Order allowing motion to suppress affirmed.

NOTES

[1] The relevant factors are (1) the place of the interrogation, (2) whether the investigation has begun to focus on the suspect, (3) whether the interrogation was aggressive or informal, and (4) whether the suspect was free to end the interview. Commonwealth v. Bryant, supra at 737.

[2] The witnesses who testified to the events of December 18, 1989, were Captain Ord of the Lawrence fire department and Trooper Neal Dwyer of the Massachusetts State police.

[3] The judge found that at one point Mrs. Smith struck Philip because he was picking at the frayed edges of the couch upon which he was sitting.

[4] See Commonwealth v. Azar, supra at 297, quoting from Commonwealth v. Bryant, 390 Mass. at 737-738 n. 8.

[5] The judge did not distinguish between the interrogation on December 18, 1989, and that on December 20, 1989.

[6] In Massachusetts, the Commonwealth must prove a knowing and intelligent waiver beyond a reasonable doubt. Commonwealth v. Day, 387 Mass. 915, 921 (1983).

[7] There is no fixed rule that the required consultation must be in private. See Commonwealth v. Ward, 412 Mass. at 397.
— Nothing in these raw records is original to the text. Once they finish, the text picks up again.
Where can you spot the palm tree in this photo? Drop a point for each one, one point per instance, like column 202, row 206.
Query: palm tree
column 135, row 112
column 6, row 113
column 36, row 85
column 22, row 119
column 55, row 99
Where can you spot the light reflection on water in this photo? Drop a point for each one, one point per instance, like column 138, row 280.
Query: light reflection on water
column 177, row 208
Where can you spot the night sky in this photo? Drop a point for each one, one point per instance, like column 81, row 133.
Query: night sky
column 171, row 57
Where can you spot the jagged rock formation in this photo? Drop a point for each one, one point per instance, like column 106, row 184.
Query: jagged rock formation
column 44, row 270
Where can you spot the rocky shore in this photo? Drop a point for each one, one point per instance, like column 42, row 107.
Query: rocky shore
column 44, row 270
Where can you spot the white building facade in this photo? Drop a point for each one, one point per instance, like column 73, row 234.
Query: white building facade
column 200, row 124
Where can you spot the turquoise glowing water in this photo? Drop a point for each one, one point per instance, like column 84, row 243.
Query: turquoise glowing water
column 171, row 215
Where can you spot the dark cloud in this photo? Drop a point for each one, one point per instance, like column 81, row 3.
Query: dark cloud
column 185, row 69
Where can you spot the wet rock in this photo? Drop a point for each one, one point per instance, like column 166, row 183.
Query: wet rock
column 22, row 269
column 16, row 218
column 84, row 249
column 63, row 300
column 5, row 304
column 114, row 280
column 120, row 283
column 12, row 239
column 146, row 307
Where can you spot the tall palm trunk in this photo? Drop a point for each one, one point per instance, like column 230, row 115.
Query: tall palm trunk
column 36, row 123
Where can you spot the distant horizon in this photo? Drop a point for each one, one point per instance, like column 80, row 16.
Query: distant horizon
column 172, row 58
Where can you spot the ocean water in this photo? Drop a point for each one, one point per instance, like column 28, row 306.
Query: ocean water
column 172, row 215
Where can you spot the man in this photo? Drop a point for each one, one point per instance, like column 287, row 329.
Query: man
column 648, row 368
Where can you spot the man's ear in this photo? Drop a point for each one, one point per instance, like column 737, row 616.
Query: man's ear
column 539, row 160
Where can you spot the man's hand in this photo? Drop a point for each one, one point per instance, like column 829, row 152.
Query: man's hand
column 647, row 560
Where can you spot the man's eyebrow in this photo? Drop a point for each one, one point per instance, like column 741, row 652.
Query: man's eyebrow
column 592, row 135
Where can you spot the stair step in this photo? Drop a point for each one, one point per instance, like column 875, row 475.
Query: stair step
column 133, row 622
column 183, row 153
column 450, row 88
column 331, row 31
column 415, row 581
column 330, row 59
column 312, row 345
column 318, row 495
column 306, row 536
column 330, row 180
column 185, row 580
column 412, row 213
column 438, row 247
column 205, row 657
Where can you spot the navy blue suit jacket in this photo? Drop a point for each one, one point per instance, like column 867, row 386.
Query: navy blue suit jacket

[8] Massachusetts cases holding that a juvenile has made a knowing and intelligent waiver of his Miranda rights appear to have all involved juveniles over the age of sixteen. See Commonwealth v. Tavares, 385 Mass. 140, cert. denied, 457 U.S. 1137 (1982) (seventeen years old); Commonwealth v. MacNeill, 399 Mass. 71 (1987) (sixteen years, eight months old); Commonwealth v. Tevenal, 401 Mass. 225 (1987) (three weeks short of seventeenth birthday); Commonwealth v. Berry, 410 Mass. 31 (1991) (sixteen years, four months); Commonwealth v. Ward, 412 Mass. 395 (1992) (sixteen years of age); Commonwealth v. King, 17 Mass. App. Ct. 602 (1984) (sixteen years old). Contrast cases holding no waiver: Commonwealth v. Cain, 361 Mass. 224 (1972) (fifteen years of age); Commonwealth v. A Juvenile, 389 Mass. 128 (1983) (thirteen years of age); Commonwealth v. A Juvenile, 402 Mass. 275 (1988) (over the age of fourteen); and Commonwealth v. Guyton, 405 Mass. 497 (1989) (sixteen years of age).